Event

2022 A. Jean de Grandpré Lecture

Wednesday, September 7, 2022 19:00to20:00
Raymond Building R2-045 (entrance through the Macdonald-Stewart Building), 21111 Lakeshore Road, St Anne de Bellevue, QC, H9X 3V9, CA

The 2022 A. Jean de Grandpré Lecture will be held September 7th, welcoming Raven Swamp, Turtle Clan of Kahnawà:ke Mohawk Territory, Greenhouse Facilitator at Karonhianónhnha Tsi Ionterihwaienstáhkhwa and the co-founder of the grassroots initiative the Kahnawà:ke Community Garden. She will be presenting her talk entitled “Building Community from Indigenous Food Security”.

The event will be held both in person and online. For people choosing to attend in person, we ask that you register before the event.

Refreshments will also be served during the event.
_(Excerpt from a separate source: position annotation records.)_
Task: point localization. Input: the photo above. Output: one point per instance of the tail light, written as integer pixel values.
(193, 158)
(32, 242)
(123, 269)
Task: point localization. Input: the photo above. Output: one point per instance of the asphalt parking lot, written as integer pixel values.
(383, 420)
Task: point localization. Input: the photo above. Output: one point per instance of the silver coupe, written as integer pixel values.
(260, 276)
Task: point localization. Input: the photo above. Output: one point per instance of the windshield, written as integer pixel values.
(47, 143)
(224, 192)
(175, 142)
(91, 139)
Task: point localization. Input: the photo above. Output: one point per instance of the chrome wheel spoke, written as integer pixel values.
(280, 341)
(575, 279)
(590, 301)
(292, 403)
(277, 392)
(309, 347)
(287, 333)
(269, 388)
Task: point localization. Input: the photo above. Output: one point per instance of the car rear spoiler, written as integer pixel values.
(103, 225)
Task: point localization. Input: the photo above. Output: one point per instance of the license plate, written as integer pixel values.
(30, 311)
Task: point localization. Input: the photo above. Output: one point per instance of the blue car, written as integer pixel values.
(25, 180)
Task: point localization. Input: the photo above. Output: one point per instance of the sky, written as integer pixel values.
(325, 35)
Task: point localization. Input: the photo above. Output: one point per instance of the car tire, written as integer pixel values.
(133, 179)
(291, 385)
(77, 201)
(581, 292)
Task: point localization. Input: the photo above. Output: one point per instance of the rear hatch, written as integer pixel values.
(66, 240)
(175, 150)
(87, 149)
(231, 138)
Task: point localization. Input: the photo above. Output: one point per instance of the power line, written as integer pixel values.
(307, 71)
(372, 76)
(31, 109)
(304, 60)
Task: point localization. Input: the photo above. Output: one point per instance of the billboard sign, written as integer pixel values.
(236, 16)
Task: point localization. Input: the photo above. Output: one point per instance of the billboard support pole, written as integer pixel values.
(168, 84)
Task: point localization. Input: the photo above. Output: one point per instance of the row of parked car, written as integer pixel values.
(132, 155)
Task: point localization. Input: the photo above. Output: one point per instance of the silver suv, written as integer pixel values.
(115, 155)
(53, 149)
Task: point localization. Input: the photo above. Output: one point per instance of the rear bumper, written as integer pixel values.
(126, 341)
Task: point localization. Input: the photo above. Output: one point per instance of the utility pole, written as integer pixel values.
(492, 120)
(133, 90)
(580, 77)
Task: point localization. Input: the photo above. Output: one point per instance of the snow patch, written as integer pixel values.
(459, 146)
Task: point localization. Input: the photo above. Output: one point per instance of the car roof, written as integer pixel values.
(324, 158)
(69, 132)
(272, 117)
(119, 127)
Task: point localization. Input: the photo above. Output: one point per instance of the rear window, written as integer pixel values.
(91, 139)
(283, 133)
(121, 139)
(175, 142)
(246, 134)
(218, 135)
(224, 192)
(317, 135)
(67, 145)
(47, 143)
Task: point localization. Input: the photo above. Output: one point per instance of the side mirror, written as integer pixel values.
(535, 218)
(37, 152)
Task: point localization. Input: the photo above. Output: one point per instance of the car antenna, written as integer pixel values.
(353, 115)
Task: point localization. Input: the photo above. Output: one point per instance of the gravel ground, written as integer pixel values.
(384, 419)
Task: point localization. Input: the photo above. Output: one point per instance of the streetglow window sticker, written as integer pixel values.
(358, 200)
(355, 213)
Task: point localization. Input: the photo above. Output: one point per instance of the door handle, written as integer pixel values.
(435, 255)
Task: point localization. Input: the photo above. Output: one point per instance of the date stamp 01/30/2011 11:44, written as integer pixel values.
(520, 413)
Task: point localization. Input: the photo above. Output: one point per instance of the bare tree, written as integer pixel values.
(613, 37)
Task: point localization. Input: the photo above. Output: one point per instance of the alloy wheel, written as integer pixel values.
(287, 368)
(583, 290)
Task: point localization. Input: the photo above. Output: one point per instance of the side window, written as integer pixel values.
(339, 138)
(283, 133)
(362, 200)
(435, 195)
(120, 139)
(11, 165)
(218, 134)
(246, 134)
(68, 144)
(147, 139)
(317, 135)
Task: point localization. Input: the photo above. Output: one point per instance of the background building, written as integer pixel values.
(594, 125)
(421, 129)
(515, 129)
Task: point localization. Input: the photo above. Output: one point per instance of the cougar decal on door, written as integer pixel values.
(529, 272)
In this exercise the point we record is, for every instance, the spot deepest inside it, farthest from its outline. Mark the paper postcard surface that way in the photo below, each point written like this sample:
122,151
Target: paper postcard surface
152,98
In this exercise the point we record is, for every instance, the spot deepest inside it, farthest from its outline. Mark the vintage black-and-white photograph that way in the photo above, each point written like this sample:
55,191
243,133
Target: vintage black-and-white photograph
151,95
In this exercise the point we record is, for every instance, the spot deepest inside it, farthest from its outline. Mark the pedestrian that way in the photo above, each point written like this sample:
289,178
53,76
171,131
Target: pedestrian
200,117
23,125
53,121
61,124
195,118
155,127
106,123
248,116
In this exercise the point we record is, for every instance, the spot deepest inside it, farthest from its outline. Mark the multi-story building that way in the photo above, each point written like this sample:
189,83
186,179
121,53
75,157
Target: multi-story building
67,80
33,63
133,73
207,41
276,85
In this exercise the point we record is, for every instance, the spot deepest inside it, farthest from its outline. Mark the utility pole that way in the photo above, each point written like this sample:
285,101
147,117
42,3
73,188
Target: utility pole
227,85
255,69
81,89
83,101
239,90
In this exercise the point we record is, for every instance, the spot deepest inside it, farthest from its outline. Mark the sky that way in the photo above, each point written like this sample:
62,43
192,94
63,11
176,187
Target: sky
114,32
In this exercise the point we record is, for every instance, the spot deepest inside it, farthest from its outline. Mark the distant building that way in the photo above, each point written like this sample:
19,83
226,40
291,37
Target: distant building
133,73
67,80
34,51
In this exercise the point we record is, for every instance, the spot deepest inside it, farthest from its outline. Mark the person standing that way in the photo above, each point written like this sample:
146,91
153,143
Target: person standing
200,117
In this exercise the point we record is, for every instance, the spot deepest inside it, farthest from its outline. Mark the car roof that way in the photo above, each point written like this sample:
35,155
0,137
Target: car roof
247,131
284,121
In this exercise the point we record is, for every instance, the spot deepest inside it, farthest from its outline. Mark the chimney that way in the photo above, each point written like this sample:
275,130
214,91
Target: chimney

The lecture will be live-streamed on the YouTube channel and will be available to watch after the event. Even if you are watching online, you can ask our speaker questions using the form provided. You can submit questions via webform both before and during the event.

Speaker

Raven Swamp

Greenhouse Facilitator, Karonhianónhnha Tsi Ionterihwaienstáhkhwa

Raven Swamp is currently the Greenhouse Facilitator at Karonhianónhnha Tsi Ionterihwaienstáhkhwa elementary school and a co-founding member of the grassroots initiative the Kahnawà:ke Community Garden, which aims to revitalize traditional planting practices within the community of Kahnawà:ke. In 2017 she was crowned with the title of Miss Indian World at the Gathering of Nations Powwow and reigned on a platform of Indigenous Language Revitalization and Indigenous Food Sovereignty. Throughout her travels across Turtle Island, she addressed the importance of these practices and their impact on the identities of Indigenous Peoples. It is her personal belief that with the full implementation of these practices in daily life we may restore a traditional way of being as lost through years of colonization.

Moderator

Murray Humphries

Associate Professor, Department of Natural Resource Sciences, Director, Center for Indigenous Peoples’ Nutrition and Environment (CINE)

Murray Humphries’s research focuses on environmental determinants of wildlife physiology, behaviour, and trophic interactions, as well as the contributions of wildlife conservation to the traditional food systems of Indigenous Peoples. Since 2010, Prof. Humphries has served as academic director of McGill’s Centre for Indigenous Peoples’ Nutrition and Environment, an interdisciplinary research centre dedicated to community-based research on food and the environment. Murray also holds the McGill Chair in Northern Research, funded by the Institut Nordique du Québec. In this role, Murray initiated and currently leads McGill North, a network of northern and circumpolar researchers at McGill, including professors, post-docs, and graduate students from 9 faculties and more than 20 departments/units. His teaching curriculum has recently expanded to a new Indigenous success pathway program, developed in partnership with Cree organizations based in northern Quebec, to provide professional development training in fish and wildlife sciences for community officers.


Important Information on COVID-19
McGill-sponsored events follow local guidelines and policies to lower the risk of COVID-19 transmission. Even where masks are no longer obligatory, they remain strongly encouraged.